A highly sensitive person (HSP) has a physiological trait of high sensitivity. In other words, he/she has a sensory processing sensitivity.

15-20% of beings are highly sensitive. The same percentage holds true across genders, across cultures, in the entire animal kingdom: fruitflies, fish, dogs, cats, horses, primates, etc.

Sensitivity is a spectrum
15-20% of population are HSP. 20-25% or so of the population are moderately sensitive. Almost half the population is not sensitive to some degree.

High Sensitivity in Action
For HSP’s, stimuli is received and processed in extra detail and with extra intensity.

According to Mari Dionne,a AADP Board Certified Holistic Health Practitioner of Natural Healing, specialized in natural therapies and remedies for Highly Sensitive People, Highly Sensitive Person have energy vibrations that tend to resonate and fall in sync with the people and the things of world around them. Much like sponge soaking up water. This is why most sensitive people prefer moonlight to sunlight, night to day, and dark colors to bright, soft music to loud, and creative artistic expression to physical expression, such as sports, thrill seeking, etc.

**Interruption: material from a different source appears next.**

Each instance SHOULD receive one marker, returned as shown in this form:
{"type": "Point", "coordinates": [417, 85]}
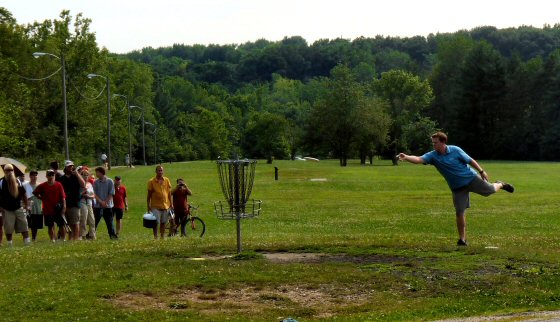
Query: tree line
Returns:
{"type": "Point", "coordinates": [494, 91]}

Highly sensitive people’s emotions tend to be expressed and experienced in a more physical way. HSP under stress(over-arousal or underarousal) are more apt to experience stressful symptoms and syndromes, such as tension headache, fatigue, chronic pain, irritable bowel, insomnia, and panic disorder. This can make them withdraw from normal daily activities and adapt a lifestyle that is less stressful and more hidden, quiet, and controlled. However, this leads to under-arousal, which can backfire into episodes of panic, isolation, attracting negative people or beliefs, or neglecting one’s body.

 

 

Stimuli includes:

  • Anything coming in through the five senses.
  • Anything coming in through the “sixth sense”.
  • intuition and other uncommon awarenesses.
  • Even stimuli that comes in below conscious awareness.

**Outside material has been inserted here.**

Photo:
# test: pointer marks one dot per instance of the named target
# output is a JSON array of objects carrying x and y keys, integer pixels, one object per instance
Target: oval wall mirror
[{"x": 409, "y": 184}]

Sources of Stimuli  Includes in different shades of intensity:
Anything in the immediate environment:

  • Textures
  • Temperatures
  • Odors
  • Light
  • Movement
  • Sound
  • Color
  • Vibration
  • EMF and other energies not usually sensed
  • Spiritual energies
  • Other people’s emotions
  • Aesthetics or lack thereof
  • Information perceived intuitively

Sources of Stimuli May Include:
Anything in one’s own self:

  • One’s thoughts
  • One’s own emotions
  • Bodily sensations
  • One’s deep subconscious states

Optimal Arousal
All people operate best at their optimal level of nervous system arousal.

Too little arousal:

  • boredom
  • lack of motivation
  • difficulty engaging in anything

Too much arousal:

  • stressed
  • frazzled
  • not effective
  • not pleasant

The opposite ends of the sensitivity spectrum are utterly alien to each other:
What engages a not sensitive person might blow an HSP’s fuse.
And an optimal level of stimulation for an HSP would turn a not sensitive person into sludge.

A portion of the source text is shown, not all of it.